"I have now the honor of communicating to your Excellency a copy of certain instructions I have just received from Congress, dated the 28th of May, 1781, and which were included in the despatches, which your Excellency was so obliging as to deliver to me the evening before the last, viz.

"It is their instruction, that you continue to acknowledge on all suitable occasions, the grateful impression made on these States by the friendly disposition manifested towards them by his Catholic Majesty, and particularly by the proofs given of it in the measures which he has taken, and which it is hoped he will further take for preserving their credit, and for aiding them with a supply of clothing for their army.

"You are also authorised and instructed to disavow in the most positive and explicit terms, any secret understanding or negotiation between the United States and Great Britain, to assure his Catholic Majesty that such insinuations have no other source than the insidious designs of the common enemy, and that as the United States have the highest confidence in the honor and good faith, both of his Most Christian and his Catholic Majesty, so it is their inviolable determination to take no step, which shall depart in the smallest degree from their engagements with either.'

"It gives me pleasure to observe that these instructions confirm, in the fullest manner, the assurances and professions I have heretofore made to your Excellency respecting the sentiments and dispositions of the United States, and I flatter myself that his Majesty will be pleased to consider the assurances they contain, as receiving unquestionable proofs of sincerity from the offer I have already made to confirm them by deeds, no less important to the interests than, I hope, consistent with the views and desires of his Majesty.

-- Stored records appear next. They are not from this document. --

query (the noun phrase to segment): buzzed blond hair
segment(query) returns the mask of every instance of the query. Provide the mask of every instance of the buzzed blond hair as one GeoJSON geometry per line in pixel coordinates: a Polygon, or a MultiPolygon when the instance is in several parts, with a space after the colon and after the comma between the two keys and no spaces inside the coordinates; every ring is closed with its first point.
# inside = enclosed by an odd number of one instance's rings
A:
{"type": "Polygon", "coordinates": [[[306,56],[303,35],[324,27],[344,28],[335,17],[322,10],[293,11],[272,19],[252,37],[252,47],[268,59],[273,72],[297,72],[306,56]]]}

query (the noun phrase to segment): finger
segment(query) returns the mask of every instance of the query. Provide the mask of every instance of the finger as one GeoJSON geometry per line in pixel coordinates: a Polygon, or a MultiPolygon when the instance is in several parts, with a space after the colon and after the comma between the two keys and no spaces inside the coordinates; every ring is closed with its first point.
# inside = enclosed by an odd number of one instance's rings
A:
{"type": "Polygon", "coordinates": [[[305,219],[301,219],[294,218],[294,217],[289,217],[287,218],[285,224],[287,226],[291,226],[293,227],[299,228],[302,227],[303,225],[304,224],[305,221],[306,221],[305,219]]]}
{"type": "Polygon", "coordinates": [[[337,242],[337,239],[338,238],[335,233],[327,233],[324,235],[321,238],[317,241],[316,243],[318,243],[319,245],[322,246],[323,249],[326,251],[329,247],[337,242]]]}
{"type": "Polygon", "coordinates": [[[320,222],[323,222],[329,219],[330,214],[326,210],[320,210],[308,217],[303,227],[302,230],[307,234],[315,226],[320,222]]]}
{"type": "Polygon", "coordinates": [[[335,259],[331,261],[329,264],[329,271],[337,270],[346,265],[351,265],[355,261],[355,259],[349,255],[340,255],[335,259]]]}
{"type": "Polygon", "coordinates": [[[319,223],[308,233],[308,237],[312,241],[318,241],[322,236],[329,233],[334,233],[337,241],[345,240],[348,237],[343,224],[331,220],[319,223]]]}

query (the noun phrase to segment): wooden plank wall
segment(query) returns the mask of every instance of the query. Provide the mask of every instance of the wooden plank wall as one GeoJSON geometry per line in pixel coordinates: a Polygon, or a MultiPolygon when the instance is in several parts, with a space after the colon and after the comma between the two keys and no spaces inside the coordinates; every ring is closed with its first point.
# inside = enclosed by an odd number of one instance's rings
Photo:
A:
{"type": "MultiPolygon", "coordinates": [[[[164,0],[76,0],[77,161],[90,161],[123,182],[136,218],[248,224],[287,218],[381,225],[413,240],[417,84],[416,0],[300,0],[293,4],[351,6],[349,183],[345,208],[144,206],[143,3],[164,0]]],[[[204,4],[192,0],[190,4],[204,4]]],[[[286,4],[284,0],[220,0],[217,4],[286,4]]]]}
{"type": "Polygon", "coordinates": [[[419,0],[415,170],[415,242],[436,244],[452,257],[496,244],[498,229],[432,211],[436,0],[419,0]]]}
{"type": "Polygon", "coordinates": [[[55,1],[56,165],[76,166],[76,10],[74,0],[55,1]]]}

"I cannot omit this occasion of presenting my congratulations on the success of his Majesty's arms at Pensacola. This event cannot fail of being followed by important consequences to the common cause, and may perhaps induce the enemy to expect greater advantages from concluding a reasonable peace, than continuing to protract an unrighteous war.

"Having understood, shortly after receiving my letters from your Excellency, that the Court had also received despatches from Philadelphia, I presumed that the communication of any gazettes from thence, which indeed contain all the intelligence I have, would be useless, and therefore did not send them; but on considering that it was possible that the papers I had might be of later date than those which your Excellency might otherwise receive, I now take the liberty of enclosing two, which contain accounts somewhat interesting. If they should be new to your Excellency, I beg that their not being sooner sent will receive an apology from the abovementioned circumstance; and that your Excellency will remain assured of the perfect respect and consideration with which I have the honor to be, &c.

JOHN JAY."

I also took the earliest opportunity of mentioning to the Ambassador of France, that my letters from America gave me reason to believe that our union was daily growing more warm and intimate, and that Congress, in writing of their affairs here, had expressed themselves in the strongest terms of attachment to his Most Christian Majesty, and not only approved of my communicating freely and confidentially with his Ambassador here, but also directed me in express terms to endeavor, in the course of my negotiations, to include and promote the interests of France.

The Ambassador was much pleased. He told me his letters assured him that the best understanding subsisted between the French and American troops, and that much good might be expected from the increasing harmony and intercourse between the two countries.

The Court removed to St Ildefonso without the Minister's having either given any instructions to M. Gardoqui, answered my abovementioned letters, or taken the least notice of my late representations to them about the Dover cutter, &c.